Key Points: The results of the modified Compressor designs show that

- For LOC designs, Static-CMOS logic design style provides lesser power-delay product at both technologies in sub-threshold region.
- For Modified HOC designs, HYB-TG logic design style provides lesser power-delay product at both technologies in sub-threshold region
- At 45 nm , for all designs of LOC and modified HOC designs, the propagation delay is smaller, power consumption is higher and power-delay product is smaller in comparison to 180 nm technology.
- The overall power-delay product of the LOC and modified HOC designs is lesser than designs of published references at 0.4 V supply voltage at both technologies.

Outcome: Based on above results, Static-CMOS logic family is used for the final implementation of multipliers using LOC's. Similarly, HYB-TG logic family is used for the final implementation of multipliers using modified HOC's.

### 4.6. DESIGN AND ANALYSIS OF WALLACE TREE AND DADDA MULTIPLIERS

In this section, design and analysis of multipliers using two architectures (Wallace tree and Dadda) in two different partial product accumulation schemes is given. These schemes are given below:

- Using LOC
- Using Mixed L/H

An example of operation of $8 \times 8$ multiplier shown in Figure 4.20 is used to explain the partial product accumulation schemes using Wallace tree and Dadda compression tree.

Here, $\mathrm{X} 0, \mathrm{X} 1, \mathrm{X} 2 \ldots \mathrm{X} 7$ are multiplicand bits; $\mathrm{Y} 0, \mathrm{Y} 1, \mathrm{Y} 2 \ldots . . \mathrm{Y} 7$ are multiplier bits.

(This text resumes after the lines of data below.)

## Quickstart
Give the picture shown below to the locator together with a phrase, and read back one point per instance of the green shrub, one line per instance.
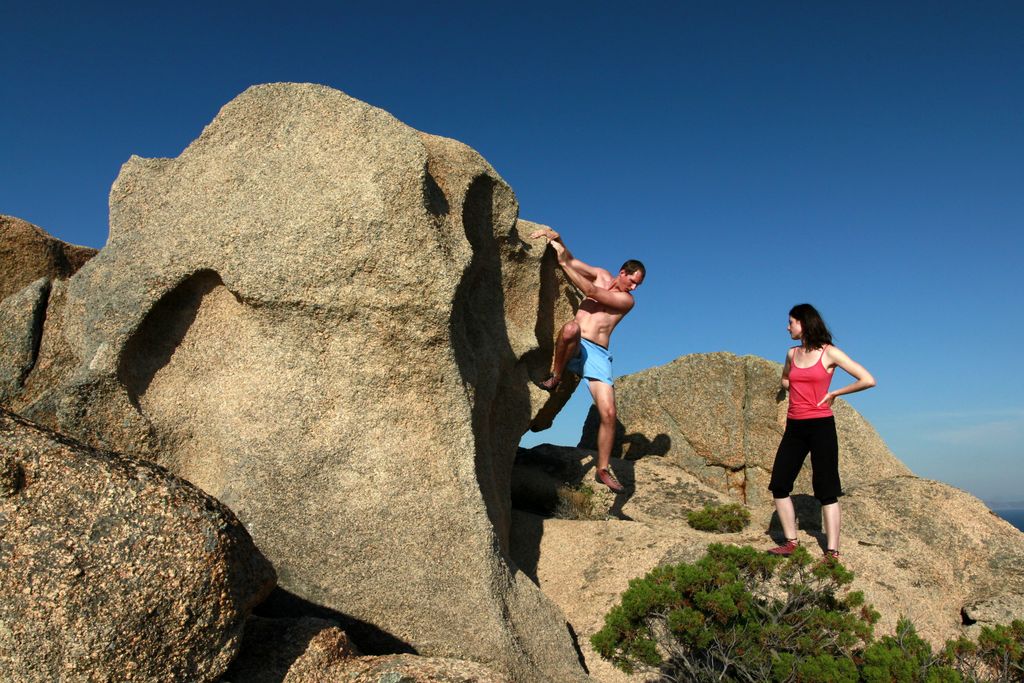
(720, 518)
(998, 654)
(574, 502)
(740, 614)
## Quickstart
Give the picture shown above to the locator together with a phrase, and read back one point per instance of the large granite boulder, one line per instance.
(112, 568)
(328, 321)
(918, 548)
(720, 417)
(28, 253)
(22, 316)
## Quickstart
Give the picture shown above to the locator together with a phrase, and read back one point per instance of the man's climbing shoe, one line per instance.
(785, 549)
(607, 477)
(549, 384)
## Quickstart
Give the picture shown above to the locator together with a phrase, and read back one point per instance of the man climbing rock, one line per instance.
(582, 346)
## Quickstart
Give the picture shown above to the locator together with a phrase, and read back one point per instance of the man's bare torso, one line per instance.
(596, 321)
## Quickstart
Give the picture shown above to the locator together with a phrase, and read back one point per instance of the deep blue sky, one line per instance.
(864, 157)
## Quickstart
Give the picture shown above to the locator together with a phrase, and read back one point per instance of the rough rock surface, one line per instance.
(28, 253)
(270, 646)
(328, 321)
(919, 548)
(325, 662)
(720, 417)
(112, 568)
(317, 650)
(22, 317)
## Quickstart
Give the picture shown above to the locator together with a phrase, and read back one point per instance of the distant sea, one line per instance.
(1014, 516)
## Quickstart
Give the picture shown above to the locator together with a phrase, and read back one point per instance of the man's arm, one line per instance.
(621, 302)
(565, 257)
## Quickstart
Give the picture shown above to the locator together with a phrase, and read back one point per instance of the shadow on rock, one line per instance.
(628, 446)
(369, 638)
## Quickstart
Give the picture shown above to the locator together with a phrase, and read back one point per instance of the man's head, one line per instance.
(632, 274)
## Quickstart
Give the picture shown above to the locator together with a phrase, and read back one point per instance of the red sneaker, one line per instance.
(607, 477)
(786, 548)
(549, 384)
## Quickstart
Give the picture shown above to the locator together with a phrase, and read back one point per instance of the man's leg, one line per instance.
(565, 347)
(604, 400)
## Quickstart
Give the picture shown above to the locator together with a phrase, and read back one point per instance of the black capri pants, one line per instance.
(816, 435)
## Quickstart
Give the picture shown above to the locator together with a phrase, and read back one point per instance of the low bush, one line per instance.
(574, 502)
(740, 614)
(720, 518)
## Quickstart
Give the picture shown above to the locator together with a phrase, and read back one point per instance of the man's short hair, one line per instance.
(632, 266)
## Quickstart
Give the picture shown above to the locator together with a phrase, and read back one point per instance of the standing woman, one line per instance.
(810, 425)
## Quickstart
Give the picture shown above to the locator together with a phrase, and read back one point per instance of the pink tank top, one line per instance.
(807, 387)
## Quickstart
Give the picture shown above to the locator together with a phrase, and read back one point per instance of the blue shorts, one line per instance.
(592, 361)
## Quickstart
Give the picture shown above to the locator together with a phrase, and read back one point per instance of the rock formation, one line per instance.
(28, 253)
(328, 321)
(704, 430)
(721, 417)
(112, 568)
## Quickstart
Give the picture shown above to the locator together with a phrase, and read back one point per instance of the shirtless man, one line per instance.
(582, 345)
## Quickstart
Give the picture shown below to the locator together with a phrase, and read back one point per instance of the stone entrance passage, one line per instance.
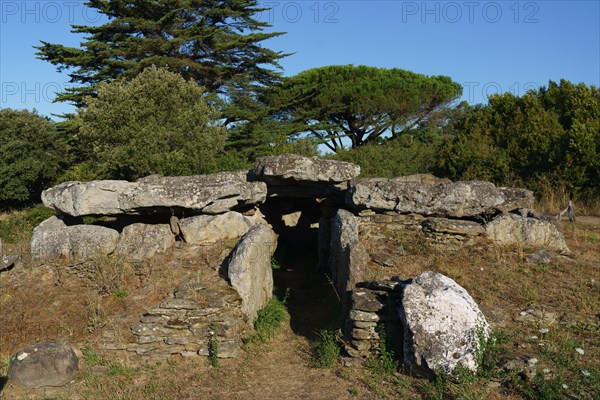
(310, 297)
(336, 242)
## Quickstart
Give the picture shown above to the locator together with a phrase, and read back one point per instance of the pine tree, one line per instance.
(216, 43)
(359, 104)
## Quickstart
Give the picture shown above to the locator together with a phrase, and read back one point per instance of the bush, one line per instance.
(549, 135)
(32, 156)
(157, 123)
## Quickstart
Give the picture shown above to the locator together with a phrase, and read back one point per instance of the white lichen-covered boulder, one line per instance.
(214, 228)
(442, 324)
(45, 364)
(249, 269)
(54, 239)
(521, 229)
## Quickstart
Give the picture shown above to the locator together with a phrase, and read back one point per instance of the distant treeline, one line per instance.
(206, 94)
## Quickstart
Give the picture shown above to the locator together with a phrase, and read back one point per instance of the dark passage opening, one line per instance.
(311, 299)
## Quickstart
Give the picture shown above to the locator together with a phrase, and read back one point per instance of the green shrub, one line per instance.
(32, 156)
(157, 123)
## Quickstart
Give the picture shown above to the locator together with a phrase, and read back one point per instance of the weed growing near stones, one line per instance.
(326, 349)
(213, 349)
(386, 361)
(269, 320)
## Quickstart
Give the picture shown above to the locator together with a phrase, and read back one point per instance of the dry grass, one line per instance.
(58, 302)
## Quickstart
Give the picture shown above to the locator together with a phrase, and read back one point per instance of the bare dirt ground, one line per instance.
(47, 303)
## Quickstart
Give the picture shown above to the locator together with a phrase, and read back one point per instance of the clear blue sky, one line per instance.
(487, 46)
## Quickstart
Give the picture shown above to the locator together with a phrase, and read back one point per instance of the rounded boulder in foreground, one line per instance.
(44, 364)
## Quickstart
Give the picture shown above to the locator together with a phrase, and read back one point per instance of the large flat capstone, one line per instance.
(446, 199)
(292, 168)
(209, 194)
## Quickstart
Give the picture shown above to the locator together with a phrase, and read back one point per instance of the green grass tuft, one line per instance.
(326, 349)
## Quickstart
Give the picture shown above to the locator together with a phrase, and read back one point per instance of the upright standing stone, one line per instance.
(250, 271)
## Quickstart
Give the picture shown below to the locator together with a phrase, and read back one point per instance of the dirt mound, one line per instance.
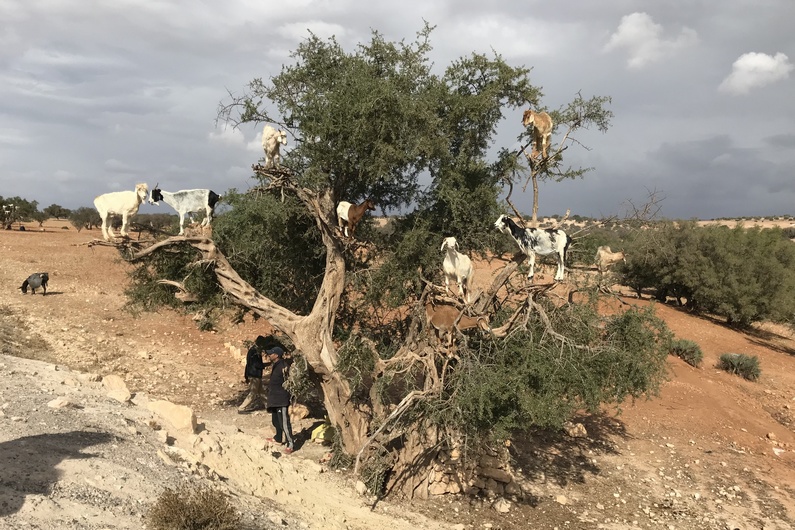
(713, 450)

PXY is the partial-product of $\mathrm{X}, \mathrm{Y}, \operatorname{Prn}$ is the final $\mathrm{n}^{\text {th }}$ product of the multiplier.


Figure 4.20: Multiplication of $8 \times 8$-bit multiplier
The internal architecture of 8x8-bit multipliers using Wallace tree and Dadda and their circuit implementations are given below.

### 4.6.1. Design Implementation of Wallace tree multiplier

In Wallace tree's scheme, the partial products are reduced as soon as possible. The internal architecture of Wallace tree using LOC and Mixed L/H are shown in Figure 4.21 and Figure 4.22 respectively. The circuit level diagrams of blocks for partial-product generation, partialproduct accumulation and final adder addition are given in section 4.3, 4.5 and 4.4 respectively.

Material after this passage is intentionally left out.